# V-Twin flame sucker & Boxer Twin flame sucker



## cfellows (Jul 8, 2009)

Here's a couple of engines that I thought were pretty cool. Both built by the same fella.

[ame=http://www.youtube.com/watch?v=CyeA4XePLEc&feature=related]http://www.youtube.com/watch?v=CyeA4XePLEc&feature=related[/ame]

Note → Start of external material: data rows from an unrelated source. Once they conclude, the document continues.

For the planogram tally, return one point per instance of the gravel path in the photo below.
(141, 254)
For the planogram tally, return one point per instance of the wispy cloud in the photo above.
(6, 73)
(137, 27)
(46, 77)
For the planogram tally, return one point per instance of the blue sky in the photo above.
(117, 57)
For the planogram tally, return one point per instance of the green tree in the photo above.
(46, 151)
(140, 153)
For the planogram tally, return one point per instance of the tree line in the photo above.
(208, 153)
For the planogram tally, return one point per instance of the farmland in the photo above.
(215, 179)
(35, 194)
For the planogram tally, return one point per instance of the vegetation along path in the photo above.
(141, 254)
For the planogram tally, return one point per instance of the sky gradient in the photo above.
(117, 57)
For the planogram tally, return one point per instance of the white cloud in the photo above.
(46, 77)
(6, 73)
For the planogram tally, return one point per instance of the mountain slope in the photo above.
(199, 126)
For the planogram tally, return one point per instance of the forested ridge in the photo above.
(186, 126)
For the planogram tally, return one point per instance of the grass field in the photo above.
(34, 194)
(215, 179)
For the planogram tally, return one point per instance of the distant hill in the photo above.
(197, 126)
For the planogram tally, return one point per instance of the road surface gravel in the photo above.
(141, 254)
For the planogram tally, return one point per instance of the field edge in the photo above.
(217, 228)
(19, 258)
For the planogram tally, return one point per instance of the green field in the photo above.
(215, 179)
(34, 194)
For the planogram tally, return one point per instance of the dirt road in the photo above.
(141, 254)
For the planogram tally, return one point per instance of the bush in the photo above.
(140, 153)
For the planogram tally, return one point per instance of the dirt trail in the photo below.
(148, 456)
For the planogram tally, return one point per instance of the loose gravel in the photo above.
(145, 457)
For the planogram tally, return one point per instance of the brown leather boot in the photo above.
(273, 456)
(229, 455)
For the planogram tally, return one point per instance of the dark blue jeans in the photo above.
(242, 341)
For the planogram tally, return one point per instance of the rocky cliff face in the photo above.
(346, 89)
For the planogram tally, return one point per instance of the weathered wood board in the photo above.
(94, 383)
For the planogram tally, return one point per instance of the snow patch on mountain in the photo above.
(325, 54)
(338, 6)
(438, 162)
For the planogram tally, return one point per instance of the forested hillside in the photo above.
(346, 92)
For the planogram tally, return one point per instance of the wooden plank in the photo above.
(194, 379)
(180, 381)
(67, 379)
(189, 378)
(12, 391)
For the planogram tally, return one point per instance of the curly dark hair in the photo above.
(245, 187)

[ame=http://www.youtube.com/watch?v=qDpOGilqMZw&feature=related]http://www.youtube.com/watch?v=qDpOGilqMZw&feature=related[/ame]

Chuck


----------



## cobra428 (Jul 8, 2009)

Cfellows,
Your right, those are really cool. I can't believe the rpm's out of them!
Tony


----------



## hitandmissman (Jul 9, 2009)

Very nice engines indeed. Just wish I had half that talent.


----------



## Stan (Jul 9, 2009)

That flamesucker shoots down a lot of the commonly held beliefs on getting them to run. Too bad he didn't have a tach on it to show the top speed.


----------



## b.lindsey (Jul 9, 2009)

The engines are both extremely nice, but I also noticed the uniqueness of the bases. Makes for a phenominal overall display!!

Bill


----------